— Знаешь такую поговорку: «Ей это идет, как корове седло». Так вот я эта самая корова.
Эмма уже поняла, что не стоит изображать из себя бравую наездницу. Конечно, неприятно признаваться Луису в своей неумелости, но тут речь идет о жизни и смерти.
Луис, уткнувшийся лбом в шею коня, отпрянул после ее слов.
Эмма припомнила себя девочкой, неловко объезжающей по кругу небольшое поле. Трудно было понять, кому это надоело больше: старшей девочке, которая ее подстраховывала, или престарелой лошади. В полумраке конюшни она робко признавалась, стоя к Луису спиной:
— Понимаешь, я могу рысью и легким галопом, но настоящим галопом, во весь опор — у меня это не выходит. — Положим, мало ли кто не умеет скакать во весь опор, но под разочарованным взглядом Луиса она готова была провалиться сквозь землю. — Я не умею также ходить на лыжах, нырять с аквалангом… Я никогда не ходила под парусом и не демонстрировала моды на подиумах Парижа.
Все это она выпалила с вызовом и надрывом. К середине своей тирады она уже поняла всю ее инфантильность и нелепость, но прерываться было поздно. В конце концов, пусть лучше считает ее дурой, чем то, что он себе навоображал. Да и слово не воробей. Ей ничего не оставалось, как застыть с вызывающим взглядом.
Он встретил ее взгляд как будто бы равнодушно, лишь ухмылка в углах губ выдала его.
— Вообще-то, если поискать, то можно найти в нас кое-что общее, — резюмировал он. Эмма удивленно вскинула брови. — Например, я тоже не демонстрировал моды на парижских подиумах.
Они оба беззаботно расхохотались, и напряжение было снято. Однако Эмма зарубила себе на носу, что впредь язычок надо держать на замке.
— До чего же у тебя красивый смех! Никто больше так не смеется.

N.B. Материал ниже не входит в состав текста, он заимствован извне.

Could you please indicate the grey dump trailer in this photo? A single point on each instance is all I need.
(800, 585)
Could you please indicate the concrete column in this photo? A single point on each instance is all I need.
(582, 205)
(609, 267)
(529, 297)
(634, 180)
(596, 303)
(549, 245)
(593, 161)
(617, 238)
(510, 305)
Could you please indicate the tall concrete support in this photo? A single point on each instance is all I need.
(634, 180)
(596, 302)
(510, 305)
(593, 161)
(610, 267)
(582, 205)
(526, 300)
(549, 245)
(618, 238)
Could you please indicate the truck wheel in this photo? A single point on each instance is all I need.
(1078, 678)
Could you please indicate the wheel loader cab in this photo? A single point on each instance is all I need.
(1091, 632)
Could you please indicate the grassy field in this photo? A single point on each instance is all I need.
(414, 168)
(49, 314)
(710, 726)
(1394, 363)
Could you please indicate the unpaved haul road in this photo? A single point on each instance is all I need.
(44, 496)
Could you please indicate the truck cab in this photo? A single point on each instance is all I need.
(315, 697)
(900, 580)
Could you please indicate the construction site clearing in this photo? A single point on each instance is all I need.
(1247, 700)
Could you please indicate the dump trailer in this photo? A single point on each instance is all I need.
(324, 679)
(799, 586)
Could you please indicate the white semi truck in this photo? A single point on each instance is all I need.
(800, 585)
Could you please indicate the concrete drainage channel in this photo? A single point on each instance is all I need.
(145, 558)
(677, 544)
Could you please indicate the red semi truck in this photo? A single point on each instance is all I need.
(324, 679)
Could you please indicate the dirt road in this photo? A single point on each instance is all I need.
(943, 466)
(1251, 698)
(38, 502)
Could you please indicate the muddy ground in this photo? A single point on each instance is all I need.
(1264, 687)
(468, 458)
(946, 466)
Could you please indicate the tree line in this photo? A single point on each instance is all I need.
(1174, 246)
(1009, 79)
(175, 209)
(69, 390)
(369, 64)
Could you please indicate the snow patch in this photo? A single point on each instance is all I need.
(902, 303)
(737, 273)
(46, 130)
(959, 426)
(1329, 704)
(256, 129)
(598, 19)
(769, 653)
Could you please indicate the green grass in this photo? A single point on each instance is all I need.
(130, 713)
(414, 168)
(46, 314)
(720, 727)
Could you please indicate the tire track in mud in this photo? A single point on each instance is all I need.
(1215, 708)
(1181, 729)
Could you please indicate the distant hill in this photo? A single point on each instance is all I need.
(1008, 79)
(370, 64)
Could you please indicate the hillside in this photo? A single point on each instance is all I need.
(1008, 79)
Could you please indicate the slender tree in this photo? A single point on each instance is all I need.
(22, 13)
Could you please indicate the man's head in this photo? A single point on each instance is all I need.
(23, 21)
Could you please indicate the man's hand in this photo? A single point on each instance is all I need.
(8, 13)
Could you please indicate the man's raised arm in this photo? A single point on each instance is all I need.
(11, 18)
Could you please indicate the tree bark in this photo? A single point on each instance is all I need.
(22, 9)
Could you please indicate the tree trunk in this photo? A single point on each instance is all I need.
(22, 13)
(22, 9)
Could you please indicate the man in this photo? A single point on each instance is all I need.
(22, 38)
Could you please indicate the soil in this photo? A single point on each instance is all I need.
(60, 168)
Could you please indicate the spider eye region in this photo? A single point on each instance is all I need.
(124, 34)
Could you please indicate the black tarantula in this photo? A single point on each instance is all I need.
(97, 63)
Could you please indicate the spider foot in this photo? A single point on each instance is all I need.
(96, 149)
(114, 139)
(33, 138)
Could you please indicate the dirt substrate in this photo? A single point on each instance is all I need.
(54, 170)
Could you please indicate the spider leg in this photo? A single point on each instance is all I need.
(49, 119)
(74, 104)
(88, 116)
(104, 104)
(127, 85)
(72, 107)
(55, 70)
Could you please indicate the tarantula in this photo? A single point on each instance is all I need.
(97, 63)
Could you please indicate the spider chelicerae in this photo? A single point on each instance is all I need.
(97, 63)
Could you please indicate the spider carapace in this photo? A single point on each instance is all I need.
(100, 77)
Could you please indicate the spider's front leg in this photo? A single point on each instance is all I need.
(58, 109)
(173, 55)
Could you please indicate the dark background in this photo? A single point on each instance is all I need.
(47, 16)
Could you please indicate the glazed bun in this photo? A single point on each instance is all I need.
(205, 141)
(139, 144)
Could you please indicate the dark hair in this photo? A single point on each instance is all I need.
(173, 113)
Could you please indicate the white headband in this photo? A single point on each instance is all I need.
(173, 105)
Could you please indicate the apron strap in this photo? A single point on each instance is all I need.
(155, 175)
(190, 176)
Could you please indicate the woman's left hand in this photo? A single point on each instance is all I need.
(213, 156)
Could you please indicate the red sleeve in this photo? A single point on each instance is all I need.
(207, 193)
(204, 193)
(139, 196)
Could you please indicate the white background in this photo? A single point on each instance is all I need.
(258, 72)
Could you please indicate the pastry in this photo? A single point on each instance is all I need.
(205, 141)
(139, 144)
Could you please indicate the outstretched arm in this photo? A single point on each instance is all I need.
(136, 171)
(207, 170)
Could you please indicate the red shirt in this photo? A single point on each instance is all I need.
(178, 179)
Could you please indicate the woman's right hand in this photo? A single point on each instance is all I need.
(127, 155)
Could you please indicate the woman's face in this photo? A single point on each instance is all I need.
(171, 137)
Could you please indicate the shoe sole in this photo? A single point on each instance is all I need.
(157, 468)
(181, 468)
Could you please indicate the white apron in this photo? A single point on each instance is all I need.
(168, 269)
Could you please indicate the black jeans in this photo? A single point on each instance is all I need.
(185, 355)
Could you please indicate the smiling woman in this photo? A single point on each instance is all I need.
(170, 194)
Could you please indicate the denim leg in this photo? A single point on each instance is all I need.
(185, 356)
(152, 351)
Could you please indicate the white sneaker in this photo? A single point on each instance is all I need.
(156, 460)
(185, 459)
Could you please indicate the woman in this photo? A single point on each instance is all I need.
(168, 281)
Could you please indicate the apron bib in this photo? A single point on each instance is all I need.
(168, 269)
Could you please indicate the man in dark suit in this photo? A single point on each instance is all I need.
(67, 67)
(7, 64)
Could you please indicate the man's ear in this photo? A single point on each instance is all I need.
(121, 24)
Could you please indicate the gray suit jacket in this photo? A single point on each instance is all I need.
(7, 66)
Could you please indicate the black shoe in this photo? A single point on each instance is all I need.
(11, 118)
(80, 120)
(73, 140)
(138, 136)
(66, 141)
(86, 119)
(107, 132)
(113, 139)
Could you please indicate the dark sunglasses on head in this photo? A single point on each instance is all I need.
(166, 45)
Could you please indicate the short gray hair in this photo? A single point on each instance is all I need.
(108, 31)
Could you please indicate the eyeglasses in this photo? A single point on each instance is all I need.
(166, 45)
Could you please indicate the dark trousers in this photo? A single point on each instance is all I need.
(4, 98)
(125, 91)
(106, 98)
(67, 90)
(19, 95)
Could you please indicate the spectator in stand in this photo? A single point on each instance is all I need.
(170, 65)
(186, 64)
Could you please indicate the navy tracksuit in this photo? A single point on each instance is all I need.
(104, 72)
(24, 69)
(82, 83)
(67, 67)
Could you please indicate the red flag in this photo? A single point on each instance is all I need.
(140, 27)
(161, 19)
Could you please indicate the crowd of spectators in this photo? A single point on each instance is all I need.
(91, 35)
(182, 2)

Он по уже выработавшейся у него за время общения с Эммой привычке похлопал ее по щеке. И заметил, что после этого она густо покраснела. Вообще, чем пристальнее он теперь на нее смотрел, тем гуще она краснела.
Эмма отвернулась. Значит, не только за словами, но и за своими чувствами надо все время следить. Наверное, это после ночного инцидента она стала молниеносно откликаться на любое его движение. Да, это будет не неделя, а сплошные скачки: много препятствий и очень мало спокойных прогулок.
— Мигель! Седлай Эстреллу! — Она немного успокоилась, когда он отошел от нее и занялся распоряжениями.
Грум поднял взгляд от конского крупа, и Эмма увидела, что его глаза расширились от удивления.
— Es para ninos, senor, — сказал он, улыбаясь.
— Делай что тебе велят.
Тон Луиса исключал всякие возражения. Грум кивнул и бросился выполнять приказание.